If this guy had dropped them both with the first shot, he would be a free man today.

swmnguy
swmnguy topcommenter

@_Joe_  Mind you, I'm not opposed to gun ownership.  It simply doesn't make sense for me.  I am opposed to the current vogue for "Castle Doctrine" and "Stand Your Ground" laws.

_Joe_
_Joe_

@digitalprotocol Fair enough.  What's seems pretty clear to me is that the guy went way beyond what anyone could consider reasonable defense of his home and person.  I was just wondering if there were more facts available elsewhere that I was not aware of.

digitalprotocol
digitalprotocol topcommenter

@_Joe_  if someone broke into my home, and i had a gun, i would ID the intruder well before popping em - So as not to shoot my "granddaughter"

_Joe_
_Joe_

@xtc1357 Correct.  However, MN law is extremely vague and subject to a lot of interpretation.  It would be nice if it were better defined.

_Joe_
_Joe_

@swmnguy BTW, Thank you for engaging in civil discussion.  There's been a distinct lack of that around here lately

_Joe_
_Joe_

@swmnguy Understood.  I supported the previously proposed legislation because it provided much more clarity than our current laws and legal precedent.  Though it probably had room for improvement, I was sorry to see it get vetoed.  I would just like to see something defined.  Granted, I'm not going to be worrying about what my rights are if I feel genuinely threatened in my home.  I'm going to act until I feel I am no longer threatened and let the courts figure it out later if they have to. 
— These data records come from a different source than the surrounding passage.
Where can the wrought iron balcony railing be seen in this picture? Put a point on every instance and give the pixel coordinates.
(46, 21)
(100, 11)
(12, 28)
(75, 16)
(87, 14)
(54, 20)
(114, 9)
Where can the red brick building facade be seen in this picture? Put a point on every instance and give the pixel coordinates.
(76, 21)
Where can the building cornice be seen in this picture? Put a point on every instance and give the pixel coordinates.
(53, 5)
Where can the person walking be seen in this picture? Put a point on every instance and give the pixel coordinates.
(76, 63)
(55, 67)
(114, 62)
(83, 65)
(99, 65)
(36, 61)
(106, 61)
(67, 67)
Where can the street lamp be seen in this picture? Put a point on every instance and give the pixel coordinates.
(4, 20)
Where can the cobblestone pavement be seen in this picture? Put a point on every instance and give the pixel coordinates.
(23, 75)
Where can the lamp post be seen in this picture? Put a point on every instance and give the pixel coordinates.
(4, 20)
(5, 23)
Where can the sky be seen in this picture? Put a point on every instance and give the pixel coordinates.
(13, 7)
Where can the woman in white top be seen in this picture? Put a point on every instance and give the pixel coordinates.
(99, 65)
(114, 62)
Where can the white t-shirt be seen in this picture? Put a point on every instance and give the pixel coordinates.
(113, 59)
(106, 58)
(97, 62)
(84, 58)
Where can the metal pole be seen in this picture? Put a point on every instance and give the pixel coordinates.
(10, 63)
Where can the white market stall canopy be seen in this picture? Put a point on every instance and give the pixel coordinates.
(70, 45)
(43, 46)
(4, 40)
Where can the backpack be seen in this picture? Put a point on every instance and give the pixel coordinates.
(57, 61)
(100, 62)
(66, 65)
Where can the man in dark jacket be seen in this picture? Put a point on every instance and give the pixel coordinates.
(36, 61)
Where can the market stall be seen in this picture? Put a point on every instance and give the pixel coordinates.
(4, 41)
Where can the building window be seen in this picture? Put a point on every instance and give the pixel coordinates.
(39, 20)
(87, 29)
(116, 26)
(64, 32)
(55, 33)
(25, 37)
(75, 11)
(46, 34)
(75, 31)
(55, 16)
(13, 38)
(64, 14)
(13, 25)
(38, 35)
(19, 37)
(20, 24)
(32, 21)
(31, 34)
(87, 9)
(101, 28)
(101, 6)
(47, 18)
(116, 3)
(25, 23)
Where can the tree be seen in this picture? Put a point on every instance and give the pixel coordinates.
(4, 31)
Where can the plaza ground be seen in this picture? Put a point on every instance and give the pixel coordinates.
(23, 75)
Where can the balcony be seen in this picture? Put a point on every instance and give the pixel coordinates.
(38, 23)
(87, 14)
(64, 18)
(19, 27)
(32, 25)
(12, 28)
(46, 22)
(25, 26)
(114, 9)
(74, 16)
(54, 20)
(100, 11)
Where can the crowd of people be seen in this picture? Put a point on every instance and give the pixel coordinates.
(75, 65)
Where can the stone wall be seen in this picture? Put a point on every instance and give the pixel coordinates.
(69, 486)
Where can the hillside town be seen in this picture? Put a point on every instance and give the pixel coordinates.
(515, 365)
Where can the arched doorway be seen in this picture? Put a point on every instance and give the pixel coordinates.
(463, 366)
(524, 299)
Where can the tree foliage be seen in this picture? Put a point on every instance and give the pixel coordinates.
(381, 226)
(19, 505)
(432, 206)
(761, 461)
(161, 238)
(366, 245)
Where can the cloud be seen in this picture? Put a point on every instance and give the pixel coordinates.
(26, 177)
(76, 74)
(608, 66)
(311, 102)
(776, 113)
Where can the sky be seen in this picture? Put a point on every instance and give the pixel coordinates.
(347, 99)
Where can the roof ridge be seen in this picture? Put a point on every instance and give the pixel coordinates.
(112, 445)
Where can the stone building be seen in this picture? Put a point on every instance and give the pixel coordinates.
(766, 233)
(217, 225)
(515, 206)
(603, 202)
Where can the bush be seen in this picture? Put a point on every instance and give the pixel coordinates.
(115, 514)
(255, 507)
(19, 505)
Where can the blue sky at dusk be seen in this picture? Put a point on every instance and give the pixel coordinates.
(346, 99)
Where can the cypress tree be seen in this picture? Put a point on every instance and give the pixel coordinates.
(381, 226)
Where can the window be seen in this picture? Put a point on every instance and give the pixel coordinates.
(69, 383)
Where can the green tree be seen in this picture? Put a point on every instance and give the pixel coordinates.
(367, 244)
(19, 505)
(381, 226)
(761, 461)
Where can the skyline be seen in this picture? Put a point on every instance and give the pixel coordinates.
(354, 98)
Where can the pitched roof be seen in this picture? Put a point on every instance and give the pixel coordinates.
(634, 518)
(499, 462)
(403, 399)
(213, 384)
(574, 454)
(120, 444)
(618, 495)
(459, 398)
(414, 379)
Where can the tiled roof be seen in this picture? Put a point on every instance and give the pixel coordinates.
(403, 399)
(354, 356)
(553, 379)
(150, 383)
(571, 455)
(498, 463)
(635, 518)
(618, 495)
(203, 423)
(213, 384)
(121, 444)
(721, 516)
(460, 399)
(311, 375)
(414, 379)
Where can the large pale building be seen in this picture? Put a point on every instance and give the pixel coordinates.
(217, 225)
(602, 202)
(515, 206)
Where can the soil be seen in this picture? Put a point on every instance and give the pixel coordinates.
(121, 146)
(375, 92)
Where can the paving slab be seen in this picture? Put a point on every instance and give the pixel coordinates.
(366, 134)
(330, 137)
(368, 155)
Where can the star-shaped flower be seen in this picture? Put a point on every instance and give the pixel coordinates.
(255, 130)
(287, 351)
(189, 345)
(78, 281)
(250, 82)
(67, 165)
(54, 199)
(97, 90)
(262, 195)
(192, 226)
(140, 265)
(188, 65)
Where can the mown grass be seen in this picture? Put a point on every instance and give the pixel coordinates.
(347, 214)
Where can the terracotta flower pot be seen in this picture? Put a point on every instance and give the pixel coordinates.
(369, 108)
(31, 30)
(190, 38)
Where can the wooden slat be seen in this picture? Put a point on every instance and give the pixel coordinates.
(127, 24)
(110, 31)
That said, I think we've got way more important issues to deal with on a federal level at this time and I support most of the White House's recent suggestions.  Especially in terms of making sure that people get mental health treatment when they need it, and expanding the information available for ATF background checks.  I also support waiting periods for purchase and that private sales be facilitated by an FFL dealer that can do a background check and hold the firearm for the duration of the waiting period.

The only thing I really don't think will help is banning a specific type of firearm or magazine capacity.  At best it seems that that provision would have the least impact if it has any at all.